翻译：大语言模型（LLMs）在革新人类日常生活各方面发挥了关键作用。解决注意力回归问题是优化大语言模型的基础任务。本文旨在为单层注意力网络的目标函数 $L(X,Y) = \sum_{j_0 = 1}^n \sum_{i_0 = 1}^d ( \langle \langle \exp( \mathsf{A}_{j_0} x ) , {\bf 1}_n \rangle^{-1} \exp( \mathsf{A}_{j_0} x ), A_{3} Y_{*,i_0} \rangle - b_{j_0,i_0} )^2$ 提供可证明的保证。
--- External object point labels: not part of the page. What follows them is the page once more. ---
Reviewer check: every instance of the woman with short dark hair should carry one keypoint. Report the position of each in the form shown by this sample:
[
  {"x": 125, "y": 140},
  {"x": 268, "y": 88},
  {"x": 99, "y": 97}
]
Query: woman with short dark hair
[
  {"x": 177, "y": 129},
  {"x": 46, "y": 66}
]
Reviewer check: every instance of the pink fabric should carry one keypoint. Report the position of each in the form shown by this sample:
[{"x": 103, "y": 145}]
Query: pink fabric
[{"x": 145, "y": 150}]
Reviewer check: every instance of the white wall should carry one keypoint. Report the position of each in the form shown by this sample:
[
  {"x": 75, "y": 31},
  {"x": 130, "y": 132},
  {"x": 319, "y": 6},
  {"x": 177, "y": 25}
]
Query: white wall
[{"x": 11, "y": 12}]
其中 $\mathsf{A} \in \mathbb{R}^{n^2 \times d^2}$ 是 $A_1 \in \mathbb{R}^{n \times d}$ 与 $A_2 \in \mathbb{R}^{n \times d}$ 的克罗内克积，$A_3$ 是 $\mathbb{R}^{n \times d}$ 矩阵，$\mathsf{A}_{j_0} \in \mathbb{R}^{n \times d^2}$ 是 $\mathsf{A}$ 的第 $j_0$ 个分块。$X, Y \in \mathbb{R}^{d \times d}$ 为待学习变量，$B \in \mathbb{R}^{n \times d}$ 中 $b_{j_0,i_0} \in \mathbb{R}$ 表示第 $j_0$ 行第 $i_0$ 列元素，$Y_{*,i_0} \in \mathbb{R}^d$ 为 $Y$ 的第 $i_0$ 列向量，$x \in \mathbb{R}^{d^2}$ 为 $X$ 的向量化。在多层级联的LLM网络中，矩阵 $B \in \mathbb{R}^{n \times d}$ 可视为某一层的输出，而 $A_1= A_2 = A_3 \in \mathbb{R}^{n \times d}$ 可视为该层的输入。$x$ 的矩阵形式可表示为 $QK^\top$，$Y$ 可表示为 $V$。本文提出一种迭代贪心算法，可在 $\widetilde{O}( ({\cal T}_{\mathrm{mat}}(n,n,d) + {\cal T}_{\mathrm{mat}}(n,d,d) + d^{2\omega}) \log(1/\epsilon) )$ 时间内将损失函数 $L(X,Y)$ 训练至 $\epsilon$ 精度，其中 ${\cal T}_{\mathrm{mat}}(a,b,c)$ 表示 $a \times b$ 矩阵与 $b \times c$ 矩阵的乘法时间，$\omega\approx 2.37$ 为矩阵乘法指数。